La noche había caído como una piedra y Tom, Pearl, Trixie y sir Henry estaban sentados alrededor de una hoguera al borde de la arena.

—La buena —respondió Pearl.

—La buena noticia es que, después de terminarnos esta taza de café, me gustaría que nos pusiéramos en camino —dijo sir Henry—. Podemos entrar en la ciudad de noche y ver si al amanecer conseguimos que nos lleven al cráter. Supongo que a esa hora es mejor, no hace tanto calor, hay menos gente, ese tipo de cosas.

Tom asintió con la cabeza. Sabía que sir Henry era impaciente por naturaleza y que no quería dejar solo a August durante mucho tiempo.

—Me parece bien —dijo—. ¿Y cuál es la mala noticia?

—De acuerdo. La mala noticia.

Sir Henry escrutó sus rostros expectantes a la luz del fuego. No había una forma fácil de decir aquello, así que mejor hacerlo sin rodeos.

—Lamentablemente, pasado mañana va a haber una erupción volcánica. Tendrá lugar en algún punto de esta laguna, bajo el agua, y todas estas islas desaparecerán bajo las olas. Tithona dejará de existir.

Tom y Pearl lo miraron estupefactos. Tom casi esperó que sir Henry se echara a reír, pero no lo hizo.

—Cuesta creerlo, ¿no? —dijo—. Pero hoy es 13 de enero de 1965. Lo he comprobado un montón de veces. Y Trixie también.

—Así es —corroboró ella, asintiendo—. Es cierto. Por desgracia.

—Pero ¿cómo…? —comenzó a decir Tom—. O sea, creía que…

—Hemos perdido unos segundos valiosísimos al atravesar el Shakra Parbat —respondió sir Henry, enjugándose el sudor de la cara con un pañuelo—. Por cada segundo a cada lado de una abertura se pierde un año, más o menos. Sabía que faltaría poco, pero no tanto. —Por un momento, se quedaron mirando las ascuas parpadeantes, aturdidos.

—Eso complica un poco las cosas, ¿no?

—¿Sabe por casualidad cuándo hace erupción el volcán? —preguntó Pearl con aprensión. Todo su buen humor se había evaporado.

—He estado intentando recordar las diversas descripciones. Que yo recuerde, lo hizo por fases. El día antes, hubo una marea inusitadamente baja. Luego, una ola enorme lo inundó todo. El tsunami estuvo causado por un temblor subterráneo en mar abierto. A continuación, hubo un período de calma y, a la mañana siguiente, sucedió el acontecimiento principal. La montaña a partir de la cual está formado el archipiélago de Tithona se hundió, arrastrando con ella todas las islas. Siento daros malas noticias, pero ocurrió así.

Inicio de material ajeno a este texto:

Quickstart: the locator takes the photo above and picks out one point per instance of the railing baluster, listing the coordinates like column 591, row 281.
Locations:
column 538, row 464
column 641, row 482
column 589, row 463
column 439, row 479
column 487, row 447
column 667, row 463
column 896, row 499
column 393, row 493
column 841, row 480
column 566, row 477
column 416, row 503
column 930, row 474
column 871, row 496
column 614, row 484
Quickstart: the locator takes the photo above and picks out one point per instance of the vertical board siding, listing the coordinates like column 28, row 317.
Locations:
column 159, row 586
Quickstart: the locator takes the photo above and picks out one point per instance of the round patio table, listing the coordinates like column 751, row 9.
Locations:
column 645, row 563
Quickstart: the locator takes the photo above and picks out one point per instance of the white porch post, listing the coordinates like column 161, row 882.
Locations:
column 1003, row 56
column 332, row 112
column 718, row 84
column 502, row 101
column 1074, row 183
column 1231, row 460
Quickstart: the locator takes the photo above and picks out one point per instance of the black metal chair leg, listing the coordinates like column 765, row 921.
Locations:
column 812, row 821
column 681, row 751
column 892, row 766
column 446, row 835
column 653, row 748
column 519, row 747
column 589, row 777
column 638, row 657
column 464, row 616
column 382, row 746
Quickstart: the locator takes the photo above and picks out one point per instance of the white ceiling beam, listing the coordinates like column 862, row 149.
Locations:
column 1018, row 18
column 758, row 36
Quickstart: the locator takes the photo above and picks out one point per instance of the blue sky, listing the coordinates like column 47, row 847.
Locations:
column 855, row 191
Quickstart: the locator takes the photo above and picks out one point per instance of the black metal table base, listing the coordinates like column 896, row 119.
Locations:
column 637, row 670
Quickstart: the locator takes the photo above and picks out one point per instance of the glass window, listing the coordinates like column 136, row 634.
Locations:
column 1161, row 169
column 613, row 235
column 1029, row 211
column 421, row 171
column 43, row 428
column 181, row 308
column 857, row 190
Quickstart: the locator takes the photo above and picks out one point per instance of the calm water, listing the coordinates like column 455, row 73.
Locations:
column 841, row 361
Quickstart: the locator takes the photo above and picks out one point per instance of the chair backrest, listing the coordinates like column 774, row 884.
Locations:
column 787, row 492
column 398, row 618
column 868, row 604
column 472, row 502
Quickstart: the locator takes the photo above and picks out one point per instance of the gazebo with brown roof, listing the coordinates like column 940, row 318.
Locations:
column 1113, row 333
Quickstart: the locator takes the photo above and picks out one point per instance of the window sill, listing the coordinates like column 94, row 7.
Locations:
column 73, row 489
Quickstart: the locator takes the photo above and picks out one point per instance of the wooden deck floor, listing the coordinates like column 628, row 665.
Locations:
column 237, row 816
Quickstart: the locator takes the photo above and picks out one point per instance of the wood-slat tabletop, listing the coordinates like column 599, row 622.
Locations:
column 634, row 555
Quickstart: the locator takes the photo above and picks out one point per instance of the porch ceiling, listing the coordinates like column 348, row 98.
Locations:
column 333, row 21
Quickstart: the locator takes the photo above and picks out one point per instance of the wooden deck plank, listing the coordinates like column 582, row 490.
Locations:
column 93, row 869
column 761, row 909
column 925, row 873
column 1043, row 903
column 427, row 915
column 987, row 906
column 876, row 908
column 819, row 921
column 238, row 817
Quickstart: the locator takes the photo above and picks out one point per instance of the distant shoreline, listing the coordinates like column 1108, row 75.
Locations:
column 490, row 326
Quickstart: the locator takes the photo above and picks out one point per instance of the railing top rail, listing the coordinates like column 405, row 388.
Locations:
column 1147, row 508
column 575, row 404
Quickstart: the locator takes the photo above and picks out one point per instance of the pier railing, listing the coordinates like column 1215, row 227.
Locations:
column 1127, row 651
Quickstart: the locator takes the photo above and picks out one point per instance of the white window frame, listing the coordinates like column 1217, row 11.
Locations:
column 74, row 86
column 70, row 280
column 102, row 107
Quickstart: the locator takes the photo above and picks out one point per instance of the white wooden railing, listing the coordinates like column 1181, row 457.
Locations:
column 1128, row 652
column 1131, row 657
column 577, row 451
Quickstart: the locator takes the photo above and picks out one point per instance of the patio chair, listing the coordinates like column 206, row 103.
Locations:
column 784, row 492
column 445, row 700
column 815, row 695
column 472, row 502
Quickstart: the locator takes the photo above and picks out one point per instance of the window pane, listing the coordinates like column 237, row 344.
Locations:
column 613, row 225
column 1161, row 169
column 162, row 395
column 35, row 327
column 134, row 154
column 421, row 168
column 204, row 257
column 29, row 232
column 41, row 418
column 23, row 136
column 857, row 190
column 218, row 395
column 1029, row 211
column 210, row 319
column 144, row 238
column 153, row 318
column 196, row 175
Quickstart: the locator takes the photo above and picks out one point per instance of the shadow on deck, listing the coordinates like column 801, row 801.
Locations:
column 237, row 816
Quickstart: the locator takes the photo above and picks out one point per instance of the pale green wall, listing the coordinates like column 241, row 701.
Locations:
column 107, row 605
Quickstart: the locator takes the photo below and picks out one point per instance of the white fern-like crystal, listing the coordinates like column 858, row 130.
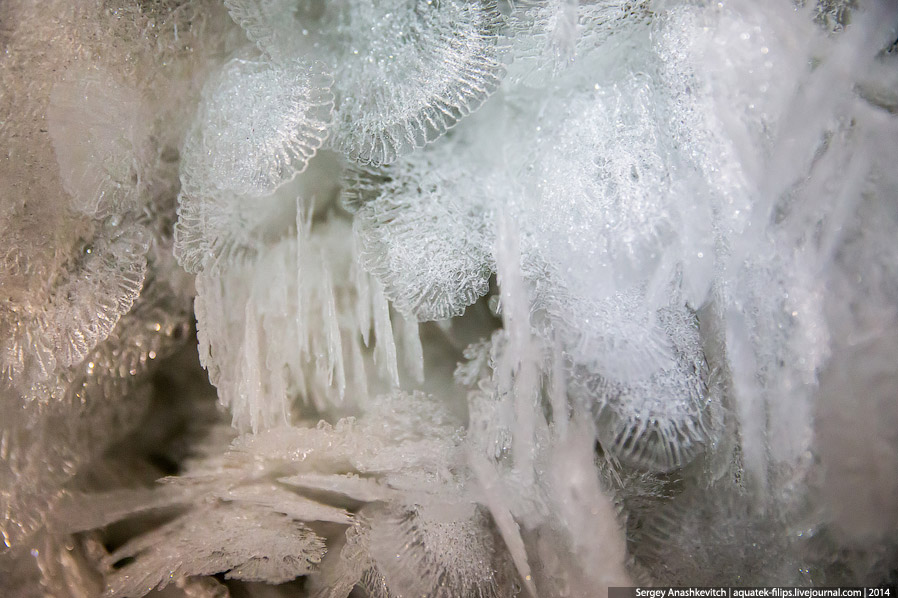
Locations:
column 251, row 152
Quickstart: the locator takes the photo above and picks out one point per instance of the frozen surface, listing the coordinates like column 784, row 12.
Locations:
column 491, row 299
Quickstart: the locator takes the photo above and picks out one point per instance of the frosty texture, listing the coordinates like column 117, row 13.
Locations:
column 253, row 152
column 418, row 217
column 403, row 74
column 496, row 299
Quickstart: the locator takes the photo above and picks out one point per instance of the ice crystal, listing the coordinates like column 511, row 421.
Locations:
column 242, row 542
column 403, row 75
column 252, row 153
column 496, row 299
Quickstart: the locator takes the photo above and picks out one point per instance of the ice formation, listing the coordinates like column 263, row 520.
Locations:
column 446, row 297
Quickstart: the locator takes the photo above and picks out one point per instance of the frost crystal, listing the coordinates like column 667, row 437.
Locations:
column 492, row 299
column 253, row 152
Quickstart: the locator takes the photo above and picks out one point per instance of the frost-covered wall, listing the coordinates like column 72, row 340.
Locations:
column 495, row 298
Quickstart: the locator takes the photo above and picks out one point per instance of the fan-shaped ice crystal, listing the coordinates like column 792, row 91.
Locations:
column 403, row 73
column 663, row 421
column 423, row 552
column 241, row 541
column 98, row 128
column 425, row 232
column 55, row 324
column 259, row 124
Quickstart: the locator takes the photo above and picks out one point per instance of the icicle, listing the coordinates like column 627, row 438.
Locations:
column 412, row 352
column 518, row 370
column 488, row 478
column 363, row 297
column 332, row 334
column 385, row 350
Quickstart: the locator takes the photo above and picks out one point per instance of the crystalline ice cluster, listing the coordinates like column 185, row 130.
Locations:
column 446, row 298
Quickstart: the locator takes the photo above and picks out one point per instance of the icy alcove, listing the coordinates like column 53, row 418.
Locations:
column 523, row 298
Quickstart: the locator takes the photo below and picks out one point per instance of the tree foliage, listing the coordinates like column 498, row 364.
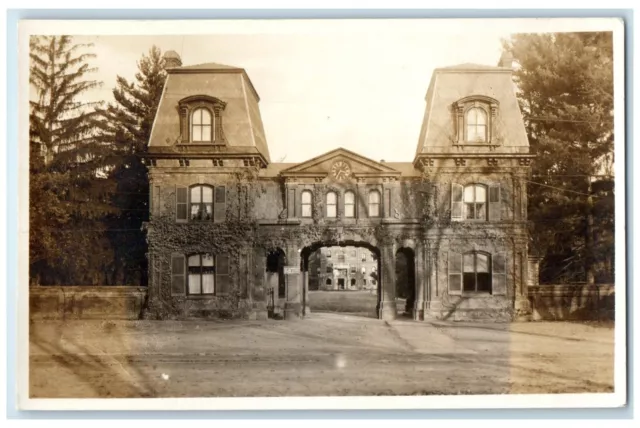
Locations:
column 68, row 194
column 565, row 89
column 130, row 120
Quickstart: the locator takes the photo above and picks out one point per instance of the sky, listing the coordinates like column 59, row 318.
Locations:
column 362, row 90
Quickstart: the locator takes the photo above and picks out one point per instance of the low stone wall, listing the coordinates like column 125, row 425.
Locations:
column 572, row 302
column 86, row 302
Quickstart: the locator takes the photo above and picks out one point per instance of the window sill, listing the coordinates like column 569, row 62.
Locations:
column 475, row 294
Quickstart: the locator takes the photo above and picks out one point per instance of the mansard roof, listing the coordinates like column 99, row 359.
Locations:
column 241, row 120
column 450, row 85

—¿Y de verdad cree que, sabiendo todo eso, debemos seguir adelante?

Era Pearl quien había hecho la pregunta, y estaba pendiente de cada una de las palabras de sir Henry.

—Una vez considerados todos los factores, sí —respondió él, clavando en ella su mirada sagaz—. Aún hay tiempo. August y yo invertimos muchos años en buscar entradas a Scarazand y nunca encontramos ninguna. Vosotros estáis aquí, en el sitio correcto, no diré que en el momento correcto, pero tenéis todo lo necesario. Si de verdad queréis intentarlo, deberíais ir. Definitivamente. Yo iría. ¿Por qué no?

La enérgica confianza de sir Henry era impresionante, y también contagiosa.

—Muy bien —dijo Pearl, respirando hondo—. Yo voy. ¿Qué hay de ti, Tom?

Tom alzó la vista de los rescoldos y descubrió que todos lo estaban mirando con mucha atención. Asintió con la cabeza: no fue capaz de hacer nada más.

—Magnífico —dijo sir Henry, apurando el café y arrojando los restos al suelo—. Entonces, pongámonos en marcha.